Photo Information

A Marine with 1st Battalion, 8th Marine Regiment fires the M249 Squad Automatic Weapon during a company sized combined-arms attack on range SR-9 at Marine corps Base Camp Lejeune, N.C., Sept. 24, 2015. During the training, Alpha Company fired the M4 carbine, the M16 A4 service rifle, M249 Squad Automatic Weapons, M240B machine guns, M2 .50 caliber heavy machine guns, MK19 40mm grenade launchers and M224 60mm lightweight mortar systems.

Photo by Lance Cpl. Miranda Faughn

Prepared for call: 8th Marines maintain deployable capabilities

29 Sep 2015 | Cpl. Krista James The Official United States Marine Corps Public Website

Marines with 1st Battalion, 8th Marine Regiment, conducted a company-sized combined-arms attack on range SR9 at Marine Corps Base Camp Lejeune, Sept. 21-25, 2015.

The training served as the culminating event for Company A to prepare them for an upcoming integrated training exercise in Marine Corps Air Ground Combat Center Twentynine Palms, California.

“The entire company started in one assembly area and we had M224 60mm mortars that called in to say they were suppressing objectives. Once they were suppressed, three platoons moved and attacked each objective while our combined-arms action team came up and helped support us on the objective,” said Sgt. Ross Vermillion, a guide with the battalion. 

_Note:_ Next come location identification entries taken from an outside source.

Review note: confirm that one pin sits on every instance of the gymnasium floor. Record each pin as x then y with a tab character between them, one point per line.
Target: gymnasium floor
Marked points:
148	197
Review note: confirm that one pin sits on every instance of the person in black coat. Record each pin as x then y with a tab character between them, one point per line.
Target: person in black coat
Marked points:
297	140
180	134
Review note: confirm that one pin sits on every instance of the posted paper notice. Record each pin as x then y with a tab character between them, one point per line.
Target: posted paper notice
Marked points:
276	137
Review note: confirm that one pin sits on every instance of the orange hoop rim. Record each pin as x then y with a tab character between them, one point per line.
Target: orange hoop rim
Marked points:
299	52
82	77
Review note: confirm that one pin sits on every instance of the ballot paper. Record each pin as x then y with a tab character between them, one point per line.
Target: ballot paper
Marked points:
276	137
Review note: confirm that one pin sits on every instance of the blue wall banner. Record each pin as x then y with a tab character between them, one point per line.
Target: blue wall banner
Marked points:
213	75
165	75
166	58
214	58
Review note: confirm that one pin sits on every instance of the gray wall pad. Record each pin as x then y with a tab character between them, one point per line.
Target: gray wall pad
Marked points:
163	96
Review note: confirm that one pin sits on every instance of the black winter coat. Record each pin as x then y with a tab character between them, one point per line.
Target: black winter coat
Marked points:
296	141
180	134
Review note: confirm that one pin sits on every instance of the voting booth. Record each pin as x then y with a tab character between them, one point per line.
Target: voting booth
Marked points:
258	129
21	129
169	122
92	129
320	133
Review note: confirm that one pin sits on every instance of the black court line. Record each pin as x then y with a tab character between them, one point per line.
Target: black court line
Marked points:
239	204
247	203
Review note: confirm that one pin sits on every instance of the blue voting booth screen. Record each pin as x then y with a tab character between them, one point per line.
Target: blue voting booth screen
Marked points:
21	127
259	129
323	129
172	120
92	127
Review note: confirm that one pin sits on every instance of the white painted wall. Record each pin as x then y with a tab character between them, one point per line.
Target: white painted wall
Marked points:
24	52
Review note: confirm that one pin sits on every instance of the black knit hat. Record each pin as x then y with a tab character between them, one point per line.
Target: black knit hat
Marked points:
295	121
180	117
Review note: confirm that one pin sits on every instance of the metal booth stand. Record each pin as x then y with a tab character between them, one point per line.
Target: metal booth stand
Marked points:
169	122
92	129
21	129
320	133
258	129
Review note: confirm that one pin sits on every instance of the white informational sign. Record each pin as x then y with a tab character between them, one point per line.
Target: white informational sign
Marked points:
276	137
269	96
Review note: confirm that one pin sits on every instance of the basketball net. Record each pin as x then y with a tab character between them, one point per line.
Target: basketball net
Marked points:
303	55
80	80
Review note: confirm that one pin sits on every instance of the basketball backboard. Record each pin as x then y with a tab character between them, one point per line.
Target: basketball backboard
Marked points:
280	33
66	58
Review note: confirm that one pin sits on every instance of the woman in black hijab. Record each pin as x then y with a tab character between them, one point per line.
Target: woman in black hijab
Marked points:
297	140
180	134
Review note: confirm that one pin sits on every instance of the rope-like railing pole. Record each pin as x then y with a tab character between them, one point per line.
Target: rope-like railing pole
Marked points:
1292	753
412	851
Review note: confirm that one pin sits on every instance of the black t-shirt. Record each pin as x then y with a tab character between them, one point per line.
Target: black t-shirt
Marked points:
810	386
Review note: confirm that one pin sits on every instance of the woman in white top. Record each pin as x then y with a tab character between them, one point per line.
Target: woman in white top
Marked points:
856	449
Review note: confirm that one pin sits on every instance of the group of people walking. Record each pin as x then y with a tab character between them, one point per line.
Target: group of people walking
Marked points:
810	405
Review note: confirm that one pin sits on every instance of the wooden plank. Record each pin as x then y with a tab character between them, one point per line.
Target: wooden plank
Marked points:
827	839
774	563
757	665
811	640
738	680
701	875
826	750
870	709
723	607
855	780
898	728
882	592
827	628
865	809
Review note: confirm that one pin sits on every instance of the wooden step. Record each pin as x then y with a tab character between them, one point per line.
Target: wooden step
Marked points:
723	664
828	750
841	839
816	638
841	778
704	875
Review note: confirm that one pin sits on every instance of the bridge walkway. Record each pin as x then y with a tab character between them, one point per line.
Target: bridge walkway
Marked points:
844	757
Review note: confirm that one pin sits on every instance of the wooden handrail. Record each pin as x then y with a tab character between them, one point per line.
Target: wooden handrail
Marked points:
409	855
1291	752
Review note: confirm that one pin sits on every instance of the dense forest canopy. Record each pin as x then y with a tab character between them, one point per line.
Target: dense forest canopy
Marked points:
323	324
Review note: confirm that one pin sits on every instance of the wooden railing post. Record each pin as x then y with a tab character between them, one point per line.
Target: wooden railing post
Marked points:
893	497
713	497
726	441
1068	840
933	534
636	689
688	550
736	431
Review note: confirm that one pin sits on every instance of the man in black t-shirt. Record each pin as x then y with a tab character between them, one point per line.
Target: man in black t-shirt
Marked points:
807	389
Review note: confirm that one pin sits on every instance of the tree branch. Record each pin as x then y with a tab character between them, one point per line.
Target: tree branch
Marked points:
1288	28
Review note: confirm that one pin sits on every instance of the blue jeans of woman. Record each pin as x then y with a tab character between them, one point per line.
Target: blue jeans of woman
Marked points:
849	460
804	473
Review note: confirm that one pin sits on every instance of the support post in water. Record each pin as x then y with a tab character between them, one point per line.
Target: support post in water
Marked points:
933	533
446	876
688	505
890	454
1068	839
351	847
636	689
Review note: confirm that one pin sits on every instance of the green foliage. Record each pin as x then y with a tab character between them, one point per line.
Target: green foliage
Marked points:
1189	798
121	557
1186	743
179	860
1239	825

The training was all about progression, according to Capt. Mark Paige, Co. A commanding officer. Starting with fire team ranges, the Marines graduated to squad, platoon, and are now executing a company-reinforced range. 

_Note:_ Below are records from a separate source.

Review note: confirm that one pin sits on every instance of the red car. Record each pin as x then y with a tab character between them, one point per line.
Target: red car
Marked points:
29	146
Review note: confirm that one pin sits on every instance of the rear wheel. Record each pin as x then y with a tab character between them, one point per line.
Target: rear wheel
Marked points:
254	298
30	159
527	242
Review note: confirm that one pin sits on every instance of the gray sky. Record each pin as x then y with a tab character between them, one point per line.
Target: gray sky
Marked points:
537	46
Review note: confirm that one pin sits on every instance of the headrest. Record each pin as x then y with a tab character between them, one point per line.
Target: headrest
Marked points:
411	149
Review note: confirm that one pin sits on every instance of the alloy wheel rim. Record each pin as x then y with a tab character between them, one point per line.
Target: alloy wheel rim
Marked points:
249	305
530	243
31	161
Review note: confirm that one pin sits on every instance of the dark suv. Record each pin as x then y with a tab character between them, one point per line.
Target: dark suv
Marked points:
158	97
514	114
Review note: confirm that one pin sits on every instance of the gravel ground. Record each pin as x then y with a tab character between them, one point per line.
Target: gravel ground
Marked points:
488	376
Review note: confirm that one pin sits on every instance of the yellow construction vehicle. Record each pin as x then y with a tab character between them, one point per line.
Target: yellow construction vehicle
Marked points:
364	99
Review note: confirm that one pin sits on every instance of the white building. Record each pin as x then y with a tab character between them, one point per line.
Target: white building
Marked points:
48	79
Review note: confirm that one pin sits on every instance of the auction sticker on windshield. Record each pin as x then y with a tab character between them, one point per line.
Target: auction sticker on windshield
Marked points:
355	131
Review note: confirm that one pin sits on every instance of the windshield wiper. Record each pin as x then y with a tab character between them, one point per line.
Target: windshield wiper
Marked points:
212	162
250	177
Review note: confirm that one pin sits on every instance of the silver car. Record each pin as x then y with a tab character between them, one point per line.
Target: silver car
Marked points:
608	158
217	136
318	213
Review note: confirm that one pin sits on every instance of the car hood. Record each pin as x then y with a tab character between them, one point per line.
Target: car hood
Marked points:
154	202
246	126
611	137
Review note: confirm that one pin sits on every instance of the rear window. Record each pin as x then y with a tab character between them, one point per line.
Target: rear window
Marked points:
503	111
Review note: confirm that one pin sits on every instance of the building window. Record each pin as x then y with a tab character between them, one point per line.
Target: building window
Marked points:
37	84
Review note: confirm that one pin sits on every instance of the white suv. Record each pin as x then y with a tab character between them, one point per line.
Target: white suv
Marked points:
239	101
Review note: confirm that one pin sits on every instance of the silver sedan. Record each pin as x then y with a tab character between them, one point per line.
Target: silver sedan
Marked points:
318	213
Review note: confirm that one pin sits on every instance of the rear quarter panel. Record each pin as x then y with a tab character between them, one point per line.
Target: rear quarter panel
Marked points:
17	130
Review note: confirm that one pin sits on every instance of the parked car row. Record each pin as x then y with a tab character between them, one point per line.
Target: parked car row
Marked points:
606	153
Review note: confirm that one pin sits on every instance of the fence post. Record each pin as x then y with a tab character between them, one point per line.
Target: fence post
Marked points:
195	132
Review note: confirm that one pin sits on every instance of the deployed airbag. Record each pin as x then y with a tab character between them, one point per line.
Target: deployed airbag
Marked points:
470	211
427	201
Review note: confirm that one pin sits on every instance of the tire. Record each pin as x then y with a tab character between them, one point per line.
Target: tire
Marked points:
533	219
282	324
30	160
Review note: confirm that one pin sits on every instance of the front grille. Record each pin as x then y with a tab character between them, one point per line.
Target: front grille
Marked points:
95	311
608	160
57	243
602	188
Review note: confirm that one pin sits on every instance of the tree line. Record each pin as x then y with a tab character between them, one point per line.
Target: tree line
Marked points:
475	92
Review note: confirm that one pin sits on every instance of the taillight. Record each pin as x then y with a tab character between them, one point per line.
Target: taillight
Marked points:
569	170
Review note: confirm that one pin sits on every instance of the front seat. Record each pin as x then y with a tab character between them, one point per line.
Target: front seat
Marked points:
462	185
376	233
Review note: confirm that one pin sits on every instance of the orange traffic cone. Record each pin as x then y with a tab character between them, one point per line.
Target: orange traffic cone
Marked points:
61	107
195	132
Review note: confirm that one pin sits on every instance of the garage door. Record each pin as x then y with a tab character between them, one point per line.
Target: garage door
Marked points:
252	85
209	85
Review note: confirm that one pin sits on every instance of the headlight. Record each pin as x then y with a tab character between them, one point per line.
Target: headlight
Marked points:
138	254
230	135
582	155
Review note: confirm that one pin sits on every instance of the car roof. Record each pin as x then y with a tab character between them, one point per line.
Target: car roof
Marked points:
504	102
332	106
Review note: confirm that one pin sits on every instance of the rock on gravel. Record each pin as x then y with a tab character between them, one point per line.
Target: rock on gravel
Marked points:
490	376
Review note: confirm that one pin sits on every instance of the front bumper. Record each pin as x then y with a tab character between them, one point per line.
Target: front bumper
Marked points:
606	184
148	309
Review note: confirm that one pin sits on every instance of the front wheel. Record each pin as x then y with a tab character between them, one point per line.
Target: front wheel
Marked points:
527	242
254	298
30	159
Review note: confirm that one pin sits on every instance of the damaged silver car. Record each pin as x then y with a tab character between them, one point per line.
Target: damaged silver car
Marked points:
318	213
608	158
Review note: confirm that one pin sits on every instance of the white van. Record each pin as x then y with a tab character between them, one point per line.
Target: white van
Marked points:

The training is important because it teaches the Marines at the lowest level what a combined-arms attack looks like, added Vermillion.

“Anywhere in the world that we go, if we do some sort of attack, we’ll use all of the tactics and maneuvers that we used today,” said Vermillion. “I believe that as a company, as a whole, we finally got to do a real attack with [live] rounds. Everyone got to see what everyone’s strengths and weaknesses are and how people react in certain situations.

“The hardest part is mentally preparing yourself for such a hard range. It’s a long range even though it wasn’t that hot out, it’s very physically demanding. Every Marine felt it and [was] able to push through it and do [their] job even though it hurt.”

Understanding and conducting a combined-arms exercise is extremely important at all levels of the Marine Corps, according to Paige. Seeing the bigger picture is not something the Marines normally have a chance to do. 

“Combined arms is how the Marine Corps fights so it’s critical for us to understand how to be able to use everything that we have to our advantage. The way we do it differently than [other military branches] is that they do it sequentially and we combine it into one integrated attack,” said Paige. “In a deployed environment it’s just how Marines fight. It’s in our nature to do combined arms so this is exactly the training we need to have.”